Living two lives

It was the first anniversary of my wife Nicki’s passing on Thursday last week. A whole year, the worst of my entire life.

I took some flowers to the cemetery in the morning, spent some time sat at Nicki’s graveside, talking to her, then slept most of the afternoon at home. I had been invited to dinner that evening at the home of some good friends and their two young boys. Dinner was very enjoyable, first time I’d sat at a table for months, and they’d even made me a sponge birthday cake and given me a card (Nicki passed on my birthday). I was laughing and joking and behaving pretty normally, but the entire time there was always one thing on my mind, and that was “I wish Nicki was here”.

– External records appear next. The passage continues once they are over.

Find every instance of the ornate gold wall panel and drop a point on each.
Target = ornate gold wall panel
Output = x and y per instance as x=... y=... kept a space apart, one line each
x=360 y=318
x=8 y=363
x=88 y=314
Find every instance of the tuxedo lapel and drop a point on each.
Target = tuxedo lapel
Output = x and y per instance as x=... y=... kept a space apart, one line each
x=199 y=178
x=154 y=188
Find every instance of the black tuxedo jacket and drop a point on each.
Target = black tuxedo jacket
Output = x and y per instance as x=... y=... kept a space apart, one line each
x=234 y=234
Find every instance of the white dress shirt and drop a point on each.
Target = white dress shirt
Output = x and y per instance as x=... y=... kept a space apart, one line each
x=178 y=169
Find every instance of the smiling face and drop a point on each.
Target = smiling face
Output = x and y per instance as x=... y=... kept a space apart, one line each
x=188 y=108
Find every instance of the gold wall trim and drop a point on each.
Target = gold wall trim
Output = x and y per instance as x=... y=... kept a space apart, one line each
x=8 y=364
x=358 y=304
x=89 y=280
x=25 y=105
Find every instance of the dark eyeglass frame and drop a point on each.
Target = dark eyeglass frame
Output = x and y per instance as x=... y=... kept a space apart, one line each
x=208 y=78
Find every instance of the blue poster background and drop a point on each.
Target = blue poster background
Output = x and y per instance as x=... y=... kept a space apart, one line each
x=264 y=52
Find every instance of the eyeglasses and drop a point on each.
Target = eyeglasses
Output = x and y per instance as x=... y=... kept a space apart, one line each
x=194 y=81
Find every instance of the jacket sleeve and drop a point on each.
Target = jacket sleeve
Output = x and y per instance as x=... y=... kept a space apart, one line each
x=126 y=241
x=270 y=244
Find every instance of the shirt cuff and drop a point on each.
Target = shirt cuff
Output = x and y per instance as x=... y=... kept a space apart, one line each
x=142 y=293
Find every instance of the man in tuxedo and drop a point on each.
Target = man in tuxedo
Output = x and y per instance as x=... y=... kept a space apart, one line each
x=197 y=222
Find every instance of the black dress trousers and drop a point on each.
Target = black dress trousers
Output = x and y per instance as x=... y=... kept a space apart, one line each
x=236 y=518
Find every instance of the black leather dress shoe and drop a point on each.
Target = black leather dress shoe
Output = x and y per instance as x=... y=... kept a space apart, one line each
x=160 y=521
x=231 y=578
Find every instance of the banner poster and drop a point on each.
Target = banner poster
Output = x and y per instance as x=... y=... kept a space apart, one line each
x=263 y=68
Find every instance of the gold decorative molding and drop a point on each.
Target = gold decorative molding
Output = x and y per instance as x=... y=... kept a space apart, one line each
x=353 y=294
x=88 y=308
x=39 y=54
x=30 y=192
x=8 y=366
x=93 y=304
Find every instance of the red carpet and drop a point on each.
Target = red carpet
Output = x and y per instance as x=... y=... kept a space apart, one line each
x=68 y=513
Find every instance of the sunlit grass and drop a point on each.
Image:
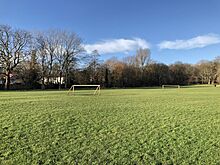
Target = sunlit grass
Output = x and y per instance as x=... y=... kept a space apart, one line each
x=127 y=126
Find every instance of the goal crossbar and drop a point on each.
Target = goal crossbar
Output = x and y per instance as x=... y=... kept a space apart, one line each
x=97 y=90
x=177 y=86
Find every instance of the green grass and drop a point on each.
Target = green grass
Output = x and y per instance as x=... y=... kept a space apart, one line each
x=127 y=126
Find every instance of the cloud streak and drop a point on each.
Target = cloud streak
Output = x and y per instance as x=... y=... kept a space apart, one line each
x=196 y=42
x=117 y=45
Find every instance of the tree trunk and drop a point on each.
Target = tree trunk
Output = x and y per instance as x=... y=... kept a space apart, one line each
x=60 y=77
x=42 y=83
x=66 y=79
x=7 y=80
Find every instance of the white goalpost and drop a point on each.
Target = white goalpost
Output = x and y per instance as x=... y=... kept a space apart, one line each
x=170 y=86
x=96 y=92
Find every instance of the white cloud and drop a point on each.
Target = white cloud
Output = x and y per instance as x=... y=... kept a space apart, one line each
x=117 y=45
x=196 y=42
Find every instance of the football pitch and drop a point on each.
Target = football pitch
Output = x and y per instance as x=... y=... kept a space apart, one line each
x=121 y=126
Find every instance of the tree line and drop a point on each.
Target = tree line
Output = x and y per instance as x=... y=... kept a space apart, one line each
x=57 y=59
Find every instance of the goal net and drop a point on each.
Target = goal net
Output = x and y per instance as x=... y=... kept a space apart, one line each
x=85 y=89
x=170 y=86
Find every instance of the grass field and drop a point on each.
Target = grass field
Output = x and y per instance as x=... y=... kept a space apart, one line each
x=127 y=126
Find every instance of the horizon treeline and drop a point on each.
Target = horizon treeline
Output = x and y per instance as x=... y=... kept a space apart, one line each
x=56 y=59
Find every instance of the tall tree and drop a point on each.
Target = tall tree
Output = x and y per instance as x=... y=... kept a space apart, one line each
x=69 y=47
x=13 y=47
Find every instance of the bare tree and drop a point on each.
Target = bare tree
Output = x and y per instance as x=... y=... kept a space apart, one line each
x=13 y=47
x=67 y=51
x=142 y=57
x=41 y=45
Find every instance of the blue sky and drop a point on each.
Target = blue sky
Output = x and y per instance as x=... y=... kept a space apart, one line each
x=118 y=27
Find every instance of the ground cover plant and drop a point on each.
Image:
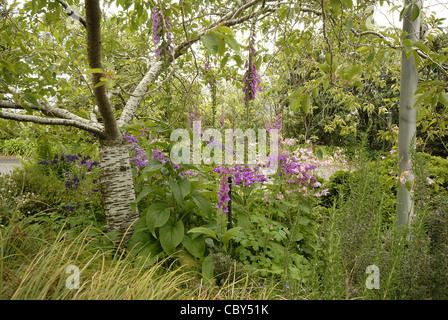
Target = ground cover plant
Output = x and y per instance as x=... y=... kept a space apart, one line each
x=222 y=150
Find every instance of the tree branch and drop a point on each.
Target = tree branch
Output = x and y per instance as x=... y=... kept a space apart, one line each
x=96 y=129
x=94 y=46
x=72 y=14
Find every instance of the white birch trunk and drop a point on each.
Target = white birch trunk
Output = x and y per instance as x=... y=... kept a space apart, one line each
x=117 y=188
x=408 y=119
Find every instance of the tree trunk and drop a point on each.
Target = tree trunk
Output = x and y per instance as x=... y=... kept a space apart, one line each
x=117 y=187
x=408 y=118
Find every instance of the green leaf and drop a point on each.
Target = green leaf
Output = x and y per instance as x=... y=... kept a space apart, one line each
x=94 y=70
x=415 y=12
x=99 y=84
x=207 y=267
x=371 y=57
x=231 y=233
x=306 y=103
x=230 y=40
x=175 y=189
x=204 y=230
x=184 y=187
x=195 y=246
x=203 y=204
x=352 y=71
x=225 y=30
x=31 y=98
x=157 y=215
x=171 y=235
x=348 y=25
x=8 y=65
x=210 y=42
x=443 y=98
x=152 y=166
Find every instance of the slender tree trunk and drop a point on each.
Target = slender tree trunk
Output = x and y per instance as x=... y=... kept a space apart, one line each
x=408 y=118
x=117 y=187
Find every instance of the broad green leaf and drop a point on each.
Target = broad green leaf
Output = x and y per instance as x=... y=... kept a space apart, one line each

In the late evening, my friend walked me the mile or so back to our home and we said goodnight on the driveway. I unlocked the front door, switched on the light in the entrance hall, and closed and locked the door. I was home, safe again in my familiar surroundings where Nicki and I spent the majority of our time together. Then it hits again. Brain working overtime. Knowing that you’re truly on your own, no-one there to welcome you, no-one to ask how things went, no-one to accompany you in the first place. I switched on the TV with the remote and sat down in my armchair, picked up my laptop and browsed through Facebook and the Sue Ryder website, trying to distract myself from the loneliness and emptiness. This is the real me now I’m home, not the me I put on display earlier to make others feel not so sorry for me. I know many others have commented in various threads and posts about the “public” and “private” faces we have, and I’m no different. It’s like living two completely separate lives. The public one where we appear to others to function as almost normal human beings, then the private one, where we can get lost in our own thoughts and feelings and try to recall details of the life we had with our loved ones. I can say in all honesty that I prefer my private life, even if it causes me pain to think of things I - we - will never do again; or spices in the kitchen cupboard I’ll never use; Nicki’s vitamin drinks and spreads that have been in the fridge for over a year; her wheelchair in the dining room with a small pile of her clothes; the constant worry over finances, mortgage and bills, hanging over my neck like a guillotine. I’m exhausted. I just want it all to stop. Maybe God will answer my prayers tonight and let me be reunited with Nicki. But I doubt it. He still has tasks for me to complete – that’s what I believe. Strange considering I was never very religious, how things have changed.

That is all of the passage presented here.